Limitations & Future Work

  • Reasoning Degradation: Math reasoning (GSM8K) drops significantly. Authors acknowledge that explicit reasoning supervision, like CoT, is needed; OSFT alone does not protect this capability.
  • SVD and Reparameterization Dependency: Performing SVD and reparameterization per layer for each task introduces a one-time overhead. Detailed wall-clock time analysis is relegated to the appendix.
  • Hyperparameter Search: While robust, mrr/trr still benefit from a small grid search on the first task.
  • Importance Measure Selection: Using input-output cosine similarity is an empirical choice.
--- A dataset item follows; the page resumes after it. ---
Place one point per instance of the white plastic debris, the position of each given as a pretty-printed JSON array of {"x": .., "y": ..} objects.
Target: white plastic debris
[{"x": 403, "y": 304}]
The authors mention alternatives like CKA as natural extensions, suggesting this metric might not be optimal.
  • vs. O-LoRA: O-LoRA applies soft orthogonal regularization to low-rank adapters, which only slows forgetting and is limited by the low-rank budget. OSFT uses full-parameter updates and hard orthogonal projection, showing stronger anti-forgetting in long sequences (15 tasks: 71.3 vs. 69.6).
  • vs. MiLoRA / PiSSA: MiLoRA updates only low-singular-value components, making it structurally similar to OSFT. However, OSFT adds orthogonal gradient projection and adaptive rank selection per layer. PiSSA, conversely, updates high-singular-value components.
  • vs. GPM / SGP: These are also gradient projection methods, but they use activation SVD, leading to linear memory growth. OSFT uses weight SVD for constant memory and is the first to validate this approach on billion-parameter LLMs.
  • vs. EWC: EWC penalizes weight changes using diagonal Hessian approximations, failing to capture non-diagonal curvature. OSFT uses singular values as a more principled approximation of curvature directions.

Rating

  • Novelty: ⭐⭐⭐⭐ Combines weight SVD, adaptive rank, and orthogonal projection for constant-memory full-parameter continual learning; scales to billion-parameter models for the first time.
  • Experimental Thoroughness: ⭐⭐⭐⭐ Covers three models and three benchmarks, including general ability, safety, and instruction following, though some comparisons are in the appendix.
  • Writing Quality: ⭐⭐⭐⭐ Solid motivation and derivation; both theoretical justification and engineering implementation are clearly explained.
  • Value: ⭐⭐⭐⭐ Provides a practical, scalable, fixed-parameter solution for LLM continual learning with strong deployment potential.